7. Please provide your cluster manifest.

apiVersion: kops.k8s.io/v1alpha2
kind: Cluster
metadata:
  creationTimestamp: "2020-05-22T10:30:56Z"
  name: redacted
spec:
  api:
    dns: {}
    loadBalancer:
      class: Classic
      type: Internal
  authorization:
    rbac: {}
  awsLoadBalancerController:
    enabled: true
  certManager:
    defaultIssuer: redacted
    enabled: true
  channel: stable
  cloudLabels:
    BudgetCode: Kube
    ProjectCode: Kube-Testing-Standalone-Cluster
  cloudProvider: aws
  clusterAutoscaler:
    balanceSimilarNodeGroups: false
    cpuRequest: 100m
    enabled: true
    expander: least-waste
    memoryRequest: 300Mi
    newPodScaleUpDelay: 0s
    scaleDownDelayAfterAdd: 10m0s
    scaleDownUtilizationThreshold: "0.5"
    skipNodesWithLocalStorage: true
    skipNodesWithSystemPods: true
  configBase: s3://redacted/redacted
  etcdClusters:
  - cpuRequest: 200m
    etcdMembers:
    - instanceGroup: master-eu-west-1a
      name: a
    - instanceGroup: master-eu-west-1b
      name: b
    - instanceGroup: master-eu-west-1c
      name: c
    memoryRequest: 100Mi
    name: main
  - cpuRequest: 100m
    etcdMembers:
    - instanceGroup: master-eu-west-1a
      name: a
    - instanceGroup: master-eu-west-1b
      name: b
    - instanceGroup: master-eu-west-1c
      name: c
    memoryRequest: 100Mi
    name: events
  externalPolicies:
    master:
    - arn:aws:iam::redacted:policy/Kubernetes-Cluster-Systems-MasterNodePolicy-1DXUGOJ7A8T6E
    node:
    - arn:aws:iam::redacted:policy/Kubernetes-Cluster-Systems-NodePolicy-K9TNB85U5ELB
  iam:
    allowContainerRegistry: true
    legacy: false
  kubeAPIServer:
    oidcClientID: systems-kubernetes
    oidcGroupsClaim: groups
    oidcIssuerURL: https://redacted/
    oidcUsernameClaim: email
  kubelet:
    anonymousAuth: false
    authenticationTokenWebhook: true
    authorizationMode: Webhook
  kubernetesApiAccess:
  - 10.0.0.0/8
  kubernetesVersion: 1.21.4
  masterInternalName: api.internal.redacted
  masterPublicName: api.redacted
  metricsServer:
    enabled: true
  networkCIDR: 10.30.4.0/22
  networkID: redacted
  networking:
    calico:
      crossSubnet: true
  nodeTerminationHandler:
    enableSQSTerminationDraining: true
    enabled: true
    managedASGTag: aws-node-termination-handler/managed
  nonMasqueradeCIDR: 100.64.0.0/10
  sshAccess:
  - 10.0.0.0/8
  sshKeyName: redacted
  subnets:
  - cidr: 10.30.4.0/23
    egress: External
    id: redacted
    name: eu-west-1a
    type: Private
    zone: eu-west-1a
  - cidr: 10.30.6.0/23
    egress: External
    id: redacted
    name: eu-west-1b
    type: Private
    zone: eu-west-1b
  topology:
    dns:
      type: Public
    masters: private
    nodes: private

9. Anything else do we need to know?

I believe that this is due to a combination of the number of addons we have enabled, and the length of the cluster name, the cluster name is included in many of the policies to limit the resources that the permissions are granted against.

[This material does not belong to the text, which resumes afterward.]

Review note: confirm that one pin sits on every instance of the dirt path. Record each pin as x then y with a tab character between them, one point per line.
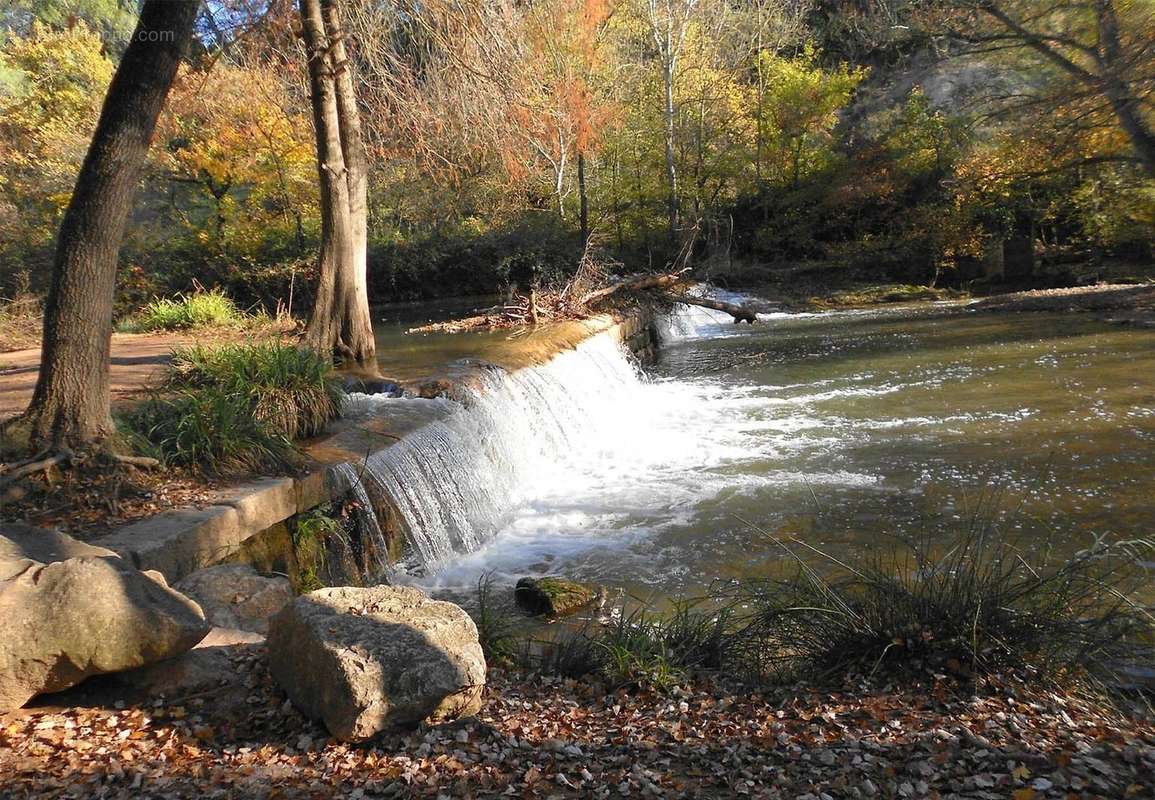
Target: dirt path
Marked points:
136	359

We have an identical cluster with a shorter name (40 characters long) which works (vs 43 characters, which fails)

Maybe to prevent addons growing the base policy would be to separate policies for addons out onto their own policy?

The text was updated successfully, but these errors were encountered:

BenWolstencroft · 2021-10-25T12:31:36Z

Note: while this gives the same result as #12558 - it's not the same problem, we are not using additional inline permissions for our own policy additions, we use managed policies for this - our configuration is failing based purely on addons being turned on with a long cluster name

rifelpet · 2021-10-25T13:40:02Z

I agree we should put addons in their own policy(s). There is a limit of 10 (increasable to 20) attached IAM policies per IAM role so we'll need to be cognizant of that. We could start with all addons being in one separate policy which should be sufficient for now given that the control plane policy itself is fairly large.

IRSA is another valid workaround and IMO the solution we should be encouraging here, given that each (addon) service account has its own IAM role and policy.

olemarkus · 2021-10-25T17:55:02Z

This bug was filed against kops 1.21. Can you try 1.22.1?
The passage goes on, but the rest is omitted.